Les auteurs de la série  » Trotsky  » présentée en première sur la première chaîne russe à l’occasion du 100e anniversaire de la révolution russe ont commis une grave erreur. Ils ont oublié d’inclure une clause de non-responsabilité – comme celle que l’on voit souvent au début ou à la fin des films – indiquant une certaine séparation avec la réalité. Il aurait fallu voir un texte tel que celui-ci : « Ceci est une œuvre de fiction. Toute ressemblance avec des personnes réelles, vivantes ou décédées, ou des événements réels, est purement fortuite. »

La série aurait peut-être été plus supportable avec cela à l’esprit. Peut-être même aurait-il été possible de mieux surmonter cette envie de balancer un objet lourd sur l’écran. Cette série présente en fait la version stalinienne de la mort de Trotsky, telle que décrite par la presse soviétique en août 1940 : « Trotsky est mort dans un hôpital mexicain des suites d’une fracture du crâne – le résultat d’une tentative d’assassinat commise par l’un de ses plus proches associés (…) Enchevêtré dans ses propres réseaux, Trotsky a atteint la limite de la dégradation humaine avant d’être tué par un de ses propres partisans. (…) Trotsky a été victime de ses propres intrigues, trahisons, et atrocités. » Et cette série d’intrigues, de trahisons et d’atrocités nous est montrée, étape par étape, jusqu’au coup fatal de piolet à glace. Même l’assassin est dépeint sous un jour sympathique comme un jeune journaliste.
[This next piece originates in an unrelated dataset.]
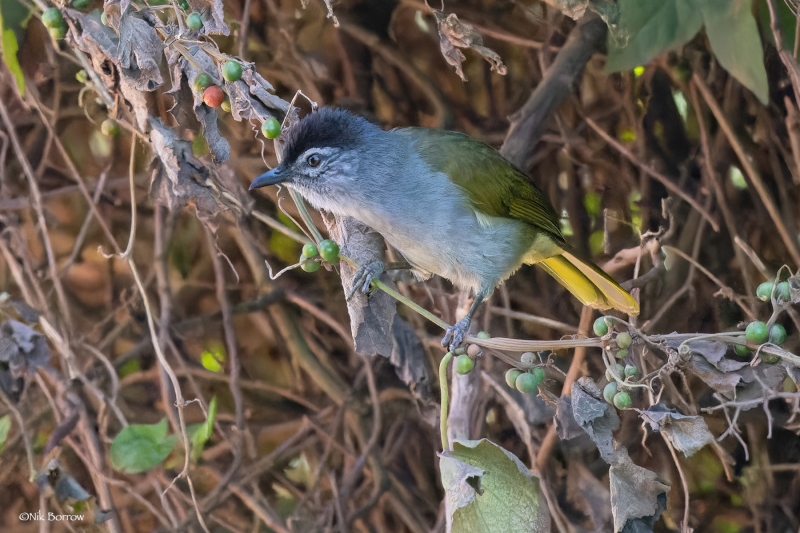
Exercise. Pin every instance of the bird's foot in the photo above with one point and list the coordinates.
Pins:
(364, 276)
(454, 335)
Malheureusement, nous ne pouvons pas soumettre cette série à la rigueur de la critique historique en raison de l’absence d’histoire en tant que telle. Toute approche cohérente de la critique historique serait un effort considérable, et pour cela, il existe déjà de meilleures ressources. Ceux qui souhaitent découvrir les événements tels qu’ils se sont produits ont intérêt à oublier cette série et à lire, par exemple, l’autobiographie de Trotsky, « Ma vie », ou toute autre littérature sérieuse sur la révolution.

Si la série reste un objet de critique, alors, pour reprendre les mots de Karl Marx, c’est  »tout comme le criminel, qui est au-dessous du niveau de l’humanité, reste l’objet du bourreau ». Plutôt que de refléter des événements historiques réels, la série ne reflète que les idées et les craintes que les idéologues modernes voudraient nous faire avaler.
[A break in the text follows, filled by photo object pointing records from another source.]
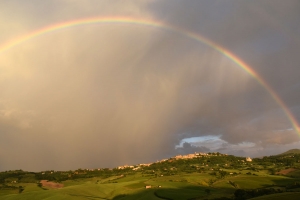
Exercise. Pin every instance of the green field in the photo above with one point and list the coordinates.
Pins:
(223, 177)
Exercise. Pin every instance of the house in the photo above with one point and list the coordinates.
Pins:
(248, 159)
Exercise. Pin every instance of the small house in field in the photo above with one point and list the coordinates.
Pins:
(248, 159)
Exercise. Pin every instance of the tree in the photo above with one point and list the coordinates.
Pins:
(207, 191)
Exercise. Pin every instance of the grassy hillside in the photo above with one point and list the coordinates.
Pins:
(291, 151)
(213, 176)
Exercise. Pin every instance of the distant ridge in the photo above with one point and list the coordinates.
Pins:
(291, 151)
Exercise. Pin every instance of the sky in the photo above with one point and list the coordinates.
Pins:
(108, 94)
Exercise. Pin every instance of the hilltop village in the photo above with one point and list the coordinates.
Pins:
(179, 157)
(200, 175)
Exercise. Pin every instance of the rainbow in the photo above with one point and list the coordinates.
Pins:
(147, 22)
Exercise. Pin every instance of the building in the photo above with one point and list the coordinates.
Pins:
(248, 159)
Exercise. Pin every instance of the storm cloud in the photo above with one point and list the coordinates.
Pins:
(108, 94)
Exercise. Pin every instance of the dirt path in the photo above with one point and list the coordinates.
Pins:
(52, 185)
(286, 171)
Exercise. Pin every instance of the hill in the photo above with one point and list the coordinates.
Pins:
(291, 151)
Les personnages apparaissent et disparaissent comme des deus ex machina, uniquement selon les caprices des auteurs. Les spectateurs ne peuvent que se poser la question : « Attends, qu’est-ce qui vient de se passer là ?? » Le problème, c’est que les auteurs tentent d’aborder un sujet qu’ils ne comprennent pas. Ils considèrent le Soviet de Petrograd, le Parti bolchevique, le Comité militaire révolutionnaire et même la révolution elle-même comme de simples mots, complètement dénués de sens.
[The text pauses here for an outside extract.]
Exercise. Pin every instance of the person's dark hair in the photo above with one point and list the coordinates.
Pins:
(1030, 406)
Par exemple, le pseudo-Lénine reproche au pseudo-Trotsky d’avoir pris le pouvoir pour le parti. Mais on ne nous montre jamais le contexte de cet échange, ni le parti lui-même d’ailleurs. Au lieu de cela, on nous montre pseudo-Lénine parlant devant un congrès de la nécessité de renverser Plekhanov. Mais le spectateur restera complètement déconcerté : qui sont tous ces gens ? Qui est Plekhanov, comment est-il arrivé à sa position dans le parti et pourquoi devrait-il être destitué ?

Un peu d’argent sale des ambassades étrangères, une paire de dirigeants charismatiques, une foule de marins ivres – tout cela, selon les auteurs, est ce à quoi ressemble une révolution.

En fait, les auteurs de cette série tentent de nous ramener à une époque antérieure à l’émergence de la science historique, celle où l’histoire était décrite comme une chaîne d’actions effectuées par de « grands hommes » – princes, rois, empereurs, ou, dans ce cas, un ou plusieurs chefs révolutionnaires. Même les classes sociales et les nations n’apparaissent comme rien de plus que de l’argile entre leurs mains.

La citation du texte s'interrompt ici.